Aurelio Díaz, candidato a diputado provincial por el Partido Obrero, pidió a la ciudadanía que se sume como fiscal general para constatar tanto la presencia de la boleta como la validez del sufragio. “Queremos entrar a la Legislatura”, remarcó.
"Nosotros le hemos pedido a la sociedad chaqueña 30 mil votos. Ahora le pedimos otra cosa: que se acerque para ser fiscal, para controlar el voto. Tuvimos experiencias en lugares donde se ponían de acuerdo radicales y peronistas y donde no teníamos fiscales se anulaba el voto nuestro. Para que no ocurra esto le pedimos a la sociedad que sea fiscal General. No lo queremos 'clavar' en la mesa todo el día sino que vaya a las 7.30, ver que estén las boletas y después a su casa. Y después a las 18 para controlar el voto", señaló Díaz en declaraciones a RADIO CIUDAD.

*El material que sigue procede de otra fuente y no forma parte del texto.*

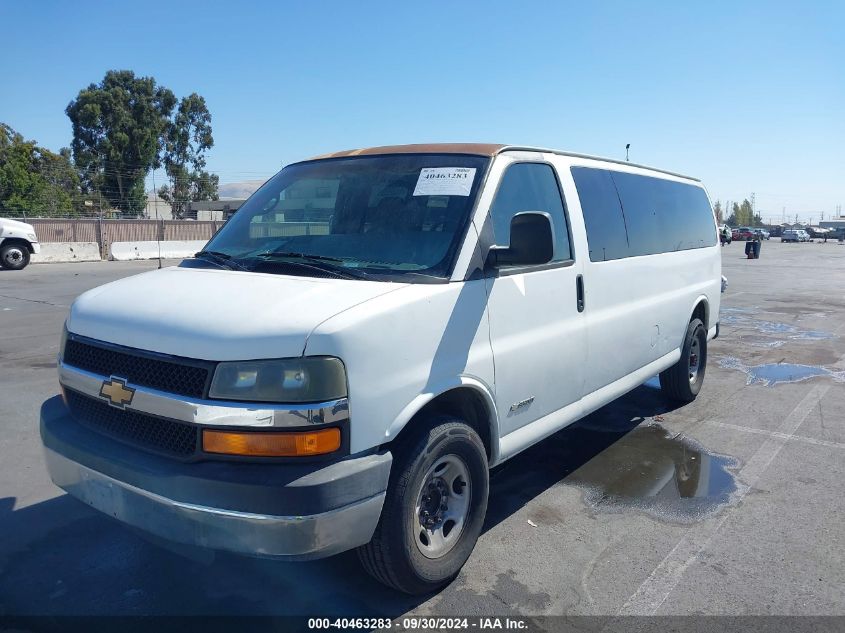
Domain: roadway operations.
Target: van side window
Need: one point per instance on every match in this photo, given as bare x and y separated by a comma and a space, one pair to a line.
628, 215
530, 187
664, 215
605, 223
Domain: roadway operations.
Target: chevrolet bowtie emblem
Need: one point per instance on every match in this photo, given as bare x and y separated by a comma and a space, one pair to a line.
116, 392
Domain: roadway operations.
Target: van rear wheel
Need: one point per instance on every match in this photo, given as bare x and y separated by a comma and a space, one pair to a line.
683, 380
434, 508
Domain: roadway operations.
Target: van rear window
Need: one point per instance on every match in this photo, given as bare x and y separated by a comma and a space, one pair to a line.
658, 215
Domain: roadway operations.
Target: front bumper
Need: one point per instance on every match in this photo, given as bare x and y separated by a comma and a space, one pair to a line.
292, 511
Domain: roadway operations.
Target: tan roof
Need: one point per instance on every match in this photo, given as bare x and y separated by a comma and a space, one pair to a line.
481, 149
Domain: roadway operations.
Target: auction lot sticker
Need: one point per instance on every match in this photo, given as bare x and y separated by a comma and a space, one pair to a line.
445, 181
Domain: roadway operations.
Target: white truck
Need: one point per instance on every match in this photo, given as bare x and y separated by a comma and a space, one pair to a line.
17, 242
367, 336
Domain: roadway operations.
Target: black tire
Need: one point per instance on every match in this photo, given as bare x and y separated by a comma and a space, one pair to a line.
677, 382
14, 256
393, 556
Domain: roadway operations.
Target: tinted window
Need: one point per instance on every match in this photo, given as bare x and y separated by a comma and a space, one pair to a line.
530, 187
664, 215
606, 236
385, 216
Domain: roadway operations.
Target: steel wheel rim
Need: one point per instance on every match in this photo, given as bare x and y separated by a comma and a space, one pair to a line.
695, 359
13, 256
442, 506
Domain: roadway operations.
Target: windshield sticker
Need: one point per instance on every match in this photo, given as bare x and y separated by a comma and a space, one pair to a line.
445, 181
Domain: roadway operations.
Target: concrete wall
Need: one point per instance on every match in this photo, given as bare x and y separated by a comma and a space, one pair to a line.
53, 252
125, 251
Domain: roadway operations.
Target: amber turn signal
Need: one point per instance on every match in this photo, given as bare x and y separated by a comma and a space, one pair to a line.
271, 444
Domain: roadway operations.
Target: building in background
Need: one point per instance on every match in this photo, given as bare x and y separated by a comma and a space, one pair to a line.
212, 209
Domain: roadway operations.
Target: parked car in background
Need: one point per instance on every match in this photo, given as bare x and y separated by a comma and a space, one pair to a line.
743, 233
17, 243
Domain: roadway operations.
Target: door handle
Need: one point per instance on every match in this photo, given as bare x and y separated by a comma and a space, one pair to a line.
579, 292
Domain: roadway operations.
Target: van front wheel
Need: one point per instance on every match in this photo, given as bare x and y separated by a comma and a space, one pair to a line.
434, 508
683, 380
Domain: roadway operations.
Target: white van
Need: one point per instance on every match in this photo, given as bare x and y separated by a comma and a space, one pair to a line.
367, 336
17, 242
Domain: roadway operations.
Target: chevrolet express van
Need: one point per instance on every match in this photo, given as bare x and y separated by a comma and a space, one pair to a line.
367, 336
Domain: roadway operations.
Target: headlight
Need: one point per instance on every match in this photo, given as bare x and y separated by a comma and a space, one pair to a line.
314, 379
63, 342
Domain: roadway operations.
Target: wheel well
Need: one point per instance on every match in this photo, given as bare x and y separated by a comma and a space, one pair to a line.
701, 312
461, 402
19, 241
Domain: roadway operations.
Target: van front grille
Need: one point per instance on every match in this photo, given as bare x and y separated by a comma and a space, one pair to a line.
132, 427
164, 375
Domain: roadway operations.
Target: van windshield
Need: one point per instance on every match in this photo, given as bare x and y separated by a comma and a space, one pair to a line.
395, 217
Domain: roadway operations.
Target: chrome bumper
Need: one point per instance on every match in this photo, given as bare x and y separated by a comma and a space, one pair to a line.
288, 537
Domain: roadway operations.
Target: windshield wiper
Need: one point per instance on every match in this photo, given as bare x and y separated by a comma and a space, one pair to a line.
295, 255
221, 259
320, 263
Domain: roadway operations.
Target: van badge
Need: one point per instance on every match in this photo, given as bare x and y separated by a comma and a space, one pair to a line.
116, 392
521, 404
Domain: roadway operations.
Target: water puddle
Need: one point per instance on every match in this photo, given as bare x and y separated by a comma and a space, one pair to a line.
744, 319
669, 477
772, 374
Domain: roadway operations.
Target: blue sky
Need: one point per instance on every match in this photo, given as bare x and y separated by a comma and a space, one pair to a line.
748, 96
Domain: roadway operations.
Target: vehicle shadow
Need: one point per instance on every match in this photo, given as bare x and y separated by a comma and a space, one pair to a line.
59, 557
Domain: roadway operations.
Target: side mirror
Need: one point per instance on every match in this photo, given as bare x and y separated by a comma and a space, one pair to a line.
532, 242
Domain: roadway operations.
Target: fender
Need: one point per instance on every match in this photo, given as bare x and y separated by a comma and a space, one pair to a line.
421, 400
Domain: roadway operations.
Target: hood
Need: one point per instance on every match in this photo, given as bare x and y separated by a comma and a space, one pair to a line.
15, 224
214, 314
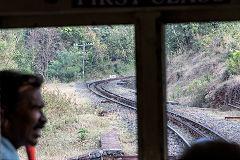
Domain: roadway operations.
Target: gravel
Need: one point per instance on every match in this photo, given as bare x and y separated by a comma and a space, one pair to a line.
228, 129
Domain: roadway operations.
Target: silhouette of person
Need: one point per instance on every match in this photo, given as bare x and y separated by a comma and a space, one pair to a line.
22, 117
212, 150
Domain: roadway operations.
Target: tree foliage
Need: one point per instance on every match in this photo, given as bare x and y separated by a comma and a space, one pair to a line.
55, 52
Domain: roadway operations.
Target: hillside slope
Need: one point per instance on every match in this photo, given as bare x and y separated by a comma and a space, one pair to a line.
202, 80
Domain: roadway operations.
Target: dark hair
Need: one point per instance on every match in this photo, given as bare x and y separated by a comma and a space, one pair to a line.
212, 150
10, 82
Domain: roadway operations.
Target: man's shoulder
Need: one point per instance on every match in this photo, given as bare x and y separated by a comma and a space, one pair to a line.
8, 152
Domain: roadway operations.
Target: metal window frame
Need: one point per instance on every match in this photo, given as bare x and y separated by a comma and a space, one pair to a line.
150, 56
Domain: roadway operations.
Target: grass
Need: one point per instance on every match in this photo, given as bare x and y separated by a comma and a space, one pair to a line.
74, 126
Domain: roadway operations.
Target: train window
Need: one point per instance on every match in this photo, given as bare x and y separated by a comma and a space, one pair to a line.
203, 82
89, 88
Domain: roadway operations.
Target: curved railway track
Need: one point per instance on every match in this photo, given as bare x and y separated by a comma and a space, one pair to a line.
196, 129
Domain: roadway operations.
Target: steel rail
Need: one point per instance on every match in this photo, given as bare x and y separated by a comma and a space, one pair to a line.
190, 128
180, 136
200, 126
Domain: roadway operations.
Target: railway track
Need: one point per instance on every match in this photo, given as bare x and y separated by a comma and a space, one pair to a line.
196, 129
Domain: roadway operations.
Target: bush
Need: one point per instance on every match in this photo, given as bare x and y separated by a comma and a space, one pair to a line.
234, 62
67, 67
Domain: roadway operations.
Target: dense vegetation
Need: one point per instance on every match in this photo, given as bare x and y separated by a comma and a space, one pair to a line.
203, 62
52, 52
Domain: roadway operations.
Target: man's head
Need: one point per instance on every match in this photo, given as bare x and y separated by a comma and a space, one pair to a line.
21, 108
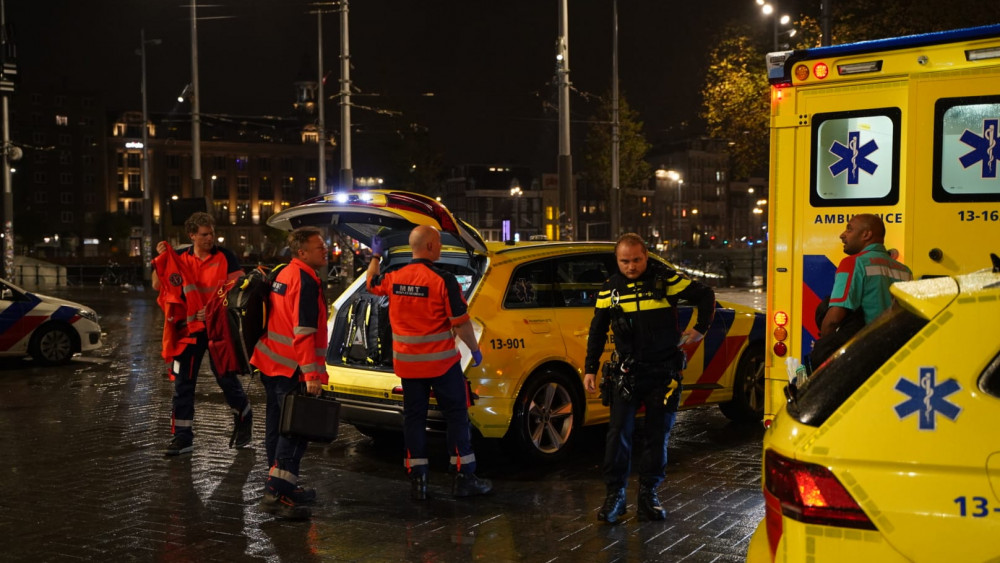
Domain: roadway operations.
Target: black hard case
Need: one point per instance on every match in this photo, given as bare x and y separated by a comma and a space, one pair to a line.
314, 418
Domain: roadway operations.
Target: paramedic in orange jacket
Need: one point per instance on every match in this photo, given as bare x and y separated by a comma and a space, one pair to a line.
426, 311
291, 353
212, 266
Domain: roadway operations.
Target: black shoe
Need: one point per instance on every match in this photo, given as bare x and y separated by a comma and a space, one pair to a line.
242, 431
418, 487
283, 506
468, 485
302, 495
614, 507
649, 505
179, 445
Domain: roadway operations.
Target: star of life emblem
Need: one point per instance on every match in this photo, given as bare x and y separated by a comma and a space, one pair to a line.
927, 398
853, 157
984, 149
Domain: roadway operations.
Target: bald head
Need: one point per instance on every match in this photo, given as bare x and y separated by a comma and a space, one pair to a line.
863, 229
426, 243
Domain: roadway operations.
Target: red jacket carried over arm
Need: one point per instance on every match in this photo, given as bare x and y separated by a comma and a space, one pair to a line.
220, 339
180, 301
296, 327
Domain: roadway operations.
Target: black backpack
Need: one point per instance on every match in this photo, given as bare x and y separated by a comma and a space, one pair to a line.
368, 338
247, 307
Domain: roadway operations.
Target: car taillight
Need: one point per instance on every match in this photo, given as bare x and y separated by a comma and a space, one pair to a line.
780, 333
808, 493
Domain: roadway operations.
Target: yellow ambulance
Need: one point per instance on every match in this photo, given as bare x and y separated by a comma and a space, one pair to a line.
904, 128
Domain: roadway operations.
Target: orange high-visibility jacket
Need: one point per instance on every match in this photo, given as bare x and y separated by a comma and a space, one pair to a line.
425, 302
180, 300
296, 326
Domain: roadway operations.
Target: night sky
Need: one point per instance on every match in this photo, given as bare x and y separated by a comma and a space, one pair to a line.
490, 63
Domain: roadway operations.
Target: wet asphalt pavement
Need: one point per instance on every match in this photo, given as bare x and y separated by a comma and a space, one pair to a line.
85, 478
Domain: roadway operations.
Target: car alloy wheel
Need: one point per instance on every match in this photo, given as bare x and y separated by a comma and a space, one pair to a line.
545, 416
52, 345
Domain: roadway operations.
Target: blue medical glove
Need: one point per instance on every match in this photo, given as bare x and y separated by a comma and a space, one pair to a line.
377, 246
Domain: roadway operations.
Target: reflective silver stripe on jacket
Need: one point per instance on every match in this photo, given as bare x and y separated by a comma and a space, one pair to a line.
278, 358
425, 357
283, 474
413, 462
279, 338
465, 459
421, 338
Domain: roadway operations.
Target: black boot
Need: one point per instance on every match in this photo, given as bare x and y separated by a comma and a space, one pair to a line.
468, 485
418, 487
242, 430
649, 504
614, 506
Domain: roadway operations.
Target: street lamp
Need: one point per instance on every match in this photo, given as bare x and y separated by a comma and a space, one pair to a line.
515, 192
769, 9
147, 206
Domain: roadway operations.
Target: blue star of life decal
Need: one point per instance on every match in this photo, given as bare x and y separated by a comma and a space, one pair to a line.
928, 399
984, 149
853, 158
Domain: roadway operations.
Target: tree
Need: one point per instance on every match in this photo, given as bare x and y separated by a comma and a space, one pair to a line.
736, 94
633, 170
736, 99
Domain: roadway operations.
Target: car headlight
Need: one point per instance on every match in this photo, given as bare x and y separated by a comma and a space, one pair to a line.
87, 314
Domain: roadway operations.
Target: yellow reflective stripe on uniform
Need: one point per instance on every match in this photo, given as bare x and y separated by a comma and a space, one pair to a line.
279, 338
889, 272
465, 459
421, 338
283, 474
644, 305
424, 357
278, 358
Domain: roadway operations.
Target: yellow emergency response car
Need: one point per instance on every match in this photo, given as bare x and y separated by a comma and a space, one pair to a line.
890, 451
904, 128
531, 305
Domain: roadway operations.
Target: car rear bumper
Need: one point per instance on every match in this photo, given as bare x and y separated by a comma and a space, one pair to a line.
387, 415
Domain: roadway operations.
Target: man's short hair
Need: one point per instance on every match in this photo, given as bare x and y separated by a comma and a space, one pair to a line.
631, 239
300, 236
198, 220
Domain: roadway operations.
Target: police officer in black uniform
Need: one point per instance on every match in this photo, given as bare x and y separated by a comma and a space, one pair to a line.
640, 306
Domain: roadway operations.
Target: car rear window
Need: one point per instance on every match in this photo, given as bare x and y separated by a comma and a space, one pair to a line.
830, 386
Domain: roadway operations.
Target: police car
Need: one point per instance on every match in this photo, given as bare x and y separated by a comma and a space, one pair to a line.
48, 329
531, 305
890, 451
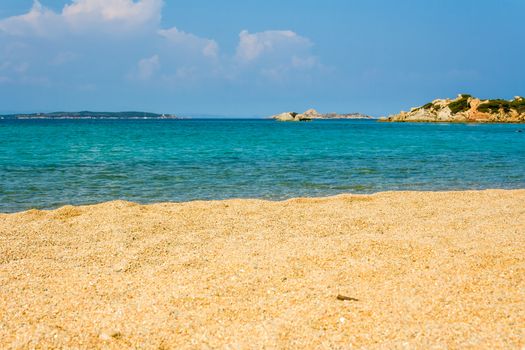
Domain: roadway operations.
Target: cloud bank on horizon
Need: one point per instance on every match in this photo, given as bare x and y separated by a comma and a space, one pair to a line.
375, 57
123, 40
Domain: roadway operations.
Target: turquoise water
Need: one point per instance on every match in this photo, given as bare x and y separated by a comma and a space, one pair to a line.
46, 164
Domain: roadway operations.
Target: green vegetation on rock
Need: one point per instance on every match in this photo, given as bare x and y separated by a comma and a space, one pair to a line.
494, 106
461, 105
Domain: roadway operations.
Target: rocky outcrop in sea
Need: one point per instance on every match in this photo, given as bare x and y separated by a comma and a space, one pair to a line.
312, 114
465, 109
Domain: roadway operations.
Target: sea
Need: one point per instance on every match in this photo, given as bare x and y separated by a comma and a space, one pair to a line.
45, 164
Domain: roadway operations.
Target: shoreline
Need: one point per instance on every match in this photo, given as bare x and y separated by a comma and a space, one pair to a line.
251, 199
390, 269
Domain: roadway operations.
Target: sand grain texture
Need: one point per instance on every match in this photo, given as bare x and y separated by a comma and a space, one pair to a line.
428, 270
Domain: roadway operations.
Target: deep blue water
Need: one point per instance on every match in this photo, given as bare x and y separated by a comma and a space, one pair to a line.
49, 163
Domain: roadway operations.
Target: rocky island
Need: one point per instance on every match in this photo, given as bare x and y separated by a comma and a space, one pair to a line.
312, 114
465, 109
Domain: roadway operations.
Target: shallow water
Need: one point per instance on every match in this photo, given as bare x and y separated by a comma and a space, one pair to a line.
49, 163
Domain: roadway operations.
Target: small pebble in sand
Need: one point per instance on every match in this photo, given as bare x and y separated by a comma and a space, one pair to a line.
345, 298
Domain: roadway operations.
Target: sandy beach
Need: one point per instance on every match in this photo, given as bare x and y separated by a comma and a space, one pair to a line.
418, 269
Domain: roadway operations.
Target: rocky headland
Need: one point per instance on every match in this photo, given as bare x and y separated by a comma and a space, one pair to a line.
465, 109
312, 114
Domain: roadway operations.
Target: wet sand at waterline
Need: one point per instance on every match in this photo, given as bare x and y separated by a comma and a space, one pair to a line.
419, 270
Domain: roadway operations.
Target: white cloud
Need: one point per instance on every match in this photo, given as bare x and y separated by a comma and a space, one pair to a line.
113, 40
206, 47
272, 42
109, 16
127, 13
38, 21
147, 67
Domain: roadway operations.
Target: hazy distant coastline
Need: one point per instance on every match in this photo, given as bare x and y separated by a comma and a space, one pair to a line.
90, 115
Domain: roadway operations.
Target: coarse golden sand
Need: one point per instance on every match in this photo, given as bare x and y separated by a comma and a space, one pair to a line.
420, 270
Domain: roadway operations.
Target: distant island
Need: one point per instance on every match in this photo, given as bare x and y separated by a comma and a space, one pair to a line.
465, 109
90, 115
312, 114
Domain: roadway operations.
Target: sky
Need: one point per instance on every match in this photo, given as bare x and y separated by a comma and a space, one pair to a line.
256, 58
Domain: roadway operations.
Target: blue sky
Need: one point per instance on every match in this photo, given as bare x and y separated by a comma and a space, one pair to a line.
254, 58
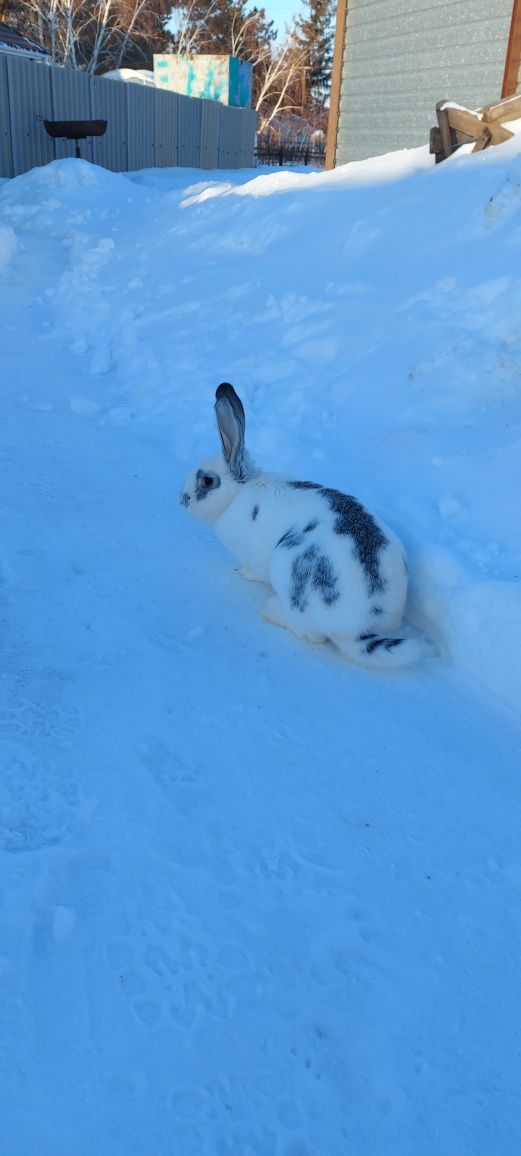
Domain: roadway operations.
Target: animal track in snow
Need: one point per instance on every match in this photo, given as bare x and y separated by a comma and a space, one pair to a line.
38, 801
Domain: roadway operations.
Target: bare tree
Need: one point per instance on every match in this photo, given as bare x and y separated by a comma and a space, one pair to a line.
280, 82
95, 35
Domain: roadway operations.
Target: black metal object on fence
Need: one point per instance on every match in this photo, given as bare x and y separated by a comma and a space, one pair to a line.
289, 154
75, 130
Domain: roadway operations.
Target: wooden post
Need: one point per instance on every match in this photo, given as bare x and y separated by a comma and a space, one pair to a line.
336, 83
513, 53
447, 142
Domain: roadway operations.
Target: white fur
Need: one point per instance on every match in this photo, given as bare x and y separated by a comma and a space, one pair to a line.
255, 542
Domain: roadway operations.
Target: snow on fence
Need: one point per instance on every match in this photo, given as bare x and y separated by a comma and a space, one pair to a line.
146, 126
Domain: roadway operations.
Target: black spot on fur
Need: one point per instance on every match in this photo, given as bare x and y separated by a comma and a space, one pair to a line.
388, 643
312, 570
295, 538
352, 519
291, 538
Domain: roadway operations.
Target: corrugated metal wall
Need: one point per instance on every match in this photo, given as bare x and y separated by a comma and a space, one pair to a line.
147, 127
403, 56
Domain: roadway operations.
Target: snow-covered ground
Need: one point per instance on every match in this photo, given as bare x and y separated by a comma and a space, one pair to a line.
255, 902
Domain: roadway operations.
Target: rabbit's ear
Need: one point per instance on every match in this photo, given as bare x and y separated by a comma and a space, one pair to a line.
231, 424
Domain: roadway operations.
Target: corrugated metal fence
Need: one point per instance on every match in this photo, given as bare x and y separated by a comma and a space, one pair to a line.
146, 126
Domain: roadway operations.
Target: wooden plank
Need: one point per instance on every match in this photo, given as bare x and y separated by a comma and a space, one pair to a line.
336, 83
483, 141
513, 53
498, 133
464, 120
505, 110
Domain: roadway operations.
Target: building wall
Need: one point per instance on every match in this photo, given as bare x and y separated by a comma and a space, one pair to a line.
210, 78
401, 57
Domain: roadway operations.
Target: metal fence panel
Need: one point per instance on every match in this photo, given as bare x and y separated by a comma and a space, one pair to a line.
30, 101
210, 132
166, 130
71, 101
109, 102
146, 126
6, 146
229, 154
190, 132
141, 116
247, 138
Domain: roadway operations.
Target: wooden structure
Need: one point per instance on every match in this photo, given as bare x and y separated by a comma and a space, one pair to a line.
393, 58
484, 126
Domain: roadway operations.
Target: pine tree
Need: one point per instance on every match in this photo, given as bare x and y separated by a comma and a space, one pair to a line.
314, 34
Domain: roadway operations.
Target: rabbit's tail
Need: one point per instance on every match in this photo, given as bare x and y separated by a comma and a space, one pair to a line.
377, 653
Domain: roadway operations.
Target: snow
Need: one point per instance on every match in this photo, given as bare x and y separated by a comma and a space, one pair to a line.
255, 902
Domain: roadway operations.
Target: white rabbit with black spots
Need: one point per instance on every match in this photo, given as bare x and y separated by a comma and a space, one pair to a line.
337, 575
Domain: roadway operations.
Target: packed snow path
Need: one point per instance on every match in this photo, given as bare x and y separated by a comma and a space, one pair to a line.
253, 902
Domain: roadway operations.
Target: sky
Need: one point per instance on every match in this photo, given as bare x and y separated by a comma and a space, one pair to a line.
281, 12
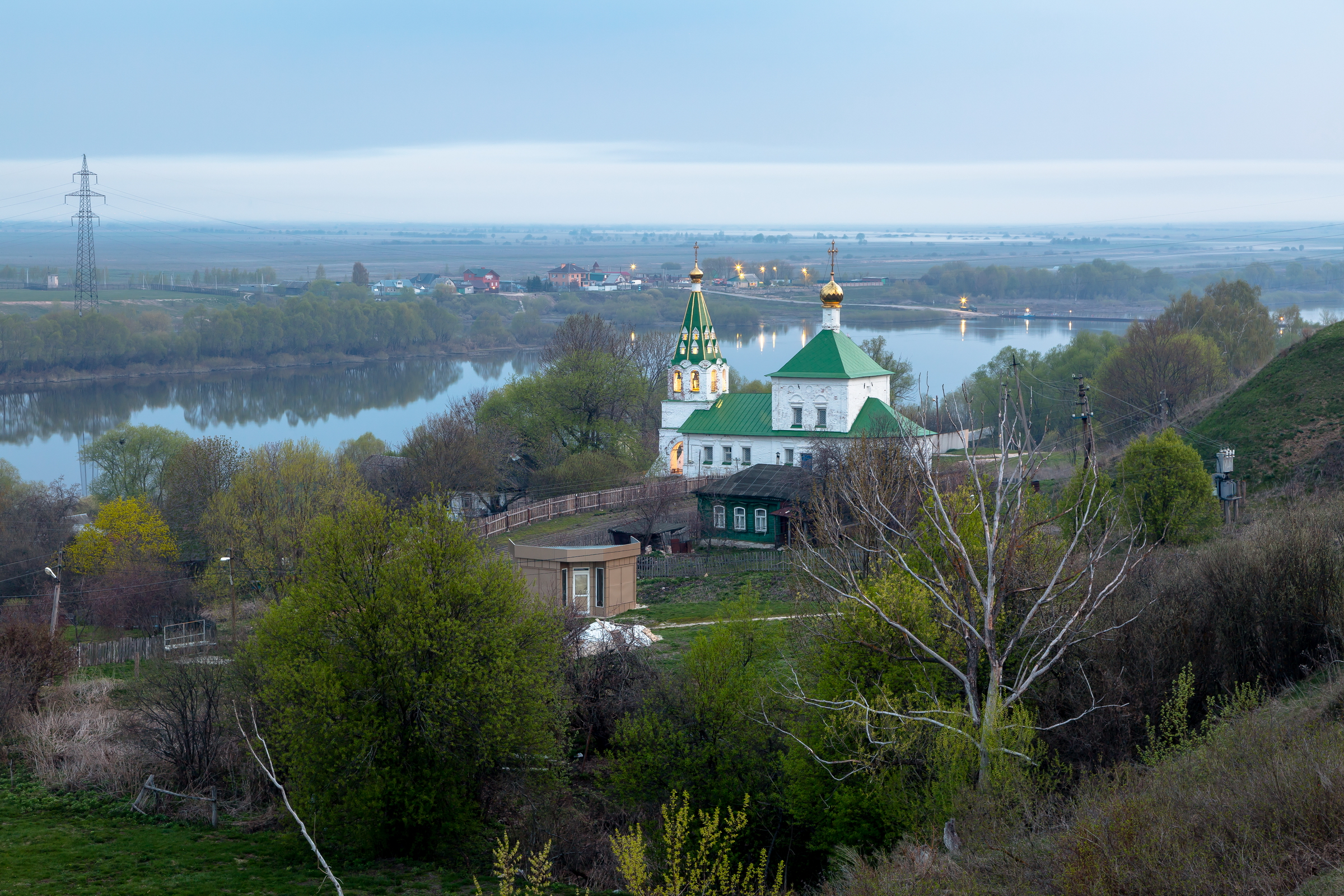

El candidato a legislador señaló que este control del sufragio es importante porque el PO se ve con serias posibilidades de ingresar a la Legislatura. "Queremos entrar. Hay muchas cosas para hacer. Vamos a tomar la Legislatura como un instrumento de la organización de la sociedad. Si nosotros vemos, por ejemplo, el Presupuesto Nacional, vemos que en el Nacional se van a ir más de 100 mil millones de pesos para subsidios a la energía, a los combustibles y al transporte. Los concesionarios que son los grupos económicos no ponen un tornillo. Y con el tema energético, ahora resulta que cuando empieza a apurar un poco el calor, se corta la luz", señaló.
"Si ha eso se le suma el pago de una fraudulenta deuda externa que se sigue debiendo, suman eso casi 185 mil millones de pesos. Esto representa la construcción de un millón y medio de viviendas populares", comparó, al tiempo que aseguró que los partidos mayoritarios acuerdan para "defender al capital". "Un legislador socialista, del Partido Obrero, irá al combate para que esos enormes recursos vuelvan para el pueblo", indicó.
Por otra parte, Díaz se mostró sorprendido por el acompañamiento que recibió el Partido Obrero en las últimas Primarias Abiertas del 11 de agosto. "Normalmente teníamos un piso relativamente bajo, una cosa de 3 mil adherentes y después promediábamos 3 o 7 mil votos. Y eso nos permitía controlar. Y estos 14.500 votos significó una responsabilidad para reestructurar la organización. Aparte aprendí en la práctica otra cosa: que es que la sociedad quiere que valla 'él' candidato. Mis compañeros de listas son luchadores y van a decir lo mismo que yo pero la gente quiere que yo esté. No me quejo pero eso es un esfuerzo más", se sinceró.